In May we found out that every minute there are 72 hours of video being posted to YouTube. While everybody has hopes that their video will become viral there are only a tiny number of videos that make it happen with millions of views naturally.
How do you get thousands of views on your YouTube video when it doesn’t go viral or how do you kickstart the views in case it does?
You sell out and buy some views.
Let me be clear that paying for views is not real marketing. It does not grow your exposure nor does it put your brand in front of others. It is not supported by YouTube, nor is it something regularly condoned in the world of marketing. Most of the time it is questionable on whether or not somebody is actually watching the video, or if somebody has programmed simulations to view the video.
So why would you do it?
There is a perception when you are sent a video that has a lot of views and favorable likes. It adds value to the delivery of the video to new audiences as their adoption rate an likelihood of watching the video increases.
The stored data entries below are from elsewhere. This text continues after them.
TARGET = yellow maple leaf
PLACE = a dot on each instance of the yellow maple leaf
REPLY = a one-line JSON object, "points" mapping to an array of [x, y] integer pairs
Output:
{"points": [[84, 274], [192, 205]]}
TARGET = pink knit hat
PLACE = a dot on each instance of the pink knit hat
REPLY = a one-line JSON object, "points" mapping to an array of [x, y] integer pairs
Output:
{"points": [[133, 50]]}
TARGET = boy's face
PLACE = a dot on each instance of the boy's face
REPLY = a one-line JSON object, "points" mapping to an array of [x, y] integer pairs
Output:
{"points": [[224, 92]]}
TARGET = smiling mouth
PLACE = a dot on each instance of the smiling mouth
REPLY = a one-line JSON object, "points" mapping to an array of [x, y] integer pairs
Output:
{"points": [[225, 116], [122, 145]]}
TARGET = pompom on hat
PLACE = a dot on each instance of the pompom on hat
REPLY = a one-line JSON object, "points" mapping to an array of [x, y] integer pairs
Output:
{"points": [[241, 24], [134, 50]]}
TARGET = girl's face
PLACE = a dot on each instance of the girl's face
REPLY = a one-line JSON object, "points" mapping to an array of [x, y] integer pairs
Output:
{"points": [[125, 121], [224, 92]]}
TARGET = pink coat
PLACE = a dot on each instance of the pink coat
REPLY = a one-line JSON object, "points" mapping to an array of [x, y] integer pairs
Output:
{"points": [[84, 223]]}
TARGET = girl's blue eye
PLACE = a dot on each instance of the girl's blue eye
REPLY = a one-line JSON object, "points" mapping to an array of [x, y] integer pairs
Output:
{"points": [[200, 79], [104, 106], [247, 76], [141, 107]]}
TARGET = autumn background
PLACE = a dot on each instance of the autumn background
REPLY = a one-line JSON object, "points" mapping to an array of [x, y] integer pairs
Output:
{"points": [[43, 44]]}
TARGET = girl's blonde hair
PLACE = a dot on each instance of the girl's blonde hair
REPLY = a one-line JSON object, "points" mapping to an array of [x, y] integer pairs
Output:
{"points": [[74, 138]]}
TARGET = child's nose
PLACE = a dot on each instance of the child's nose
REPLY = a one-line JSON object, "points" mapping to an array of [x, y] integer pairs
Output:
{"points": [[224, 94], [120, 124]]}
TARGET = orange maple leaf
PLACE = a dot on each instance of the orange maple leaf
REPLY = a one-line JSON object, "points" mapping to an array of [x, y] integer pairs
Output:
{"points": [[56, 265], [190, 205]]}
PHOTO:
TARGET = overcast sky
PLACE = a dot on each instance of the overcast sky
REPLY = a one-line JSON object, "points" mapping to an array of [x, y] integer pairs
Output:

When you come across that video with very few views and really no interactive comments, you approach the video differently as if you are watching the video that you perceive thousands have tuned in to.
We experimented on one of the One Lap of America videos coming out of Fiery Feather Productions. Within a couple days we turned 830 views into over 19,000 views. The cost for 19k views? A mere $5.
We have a mild disclaimer that you should turn off monetization if you are going to run such experiments. Luckily YouTube recognized the views as a staged audience and did not monetize any of the views. If you are monetizing your own video and paying for views you have to imagine you are breaking into the legal realms of fraud.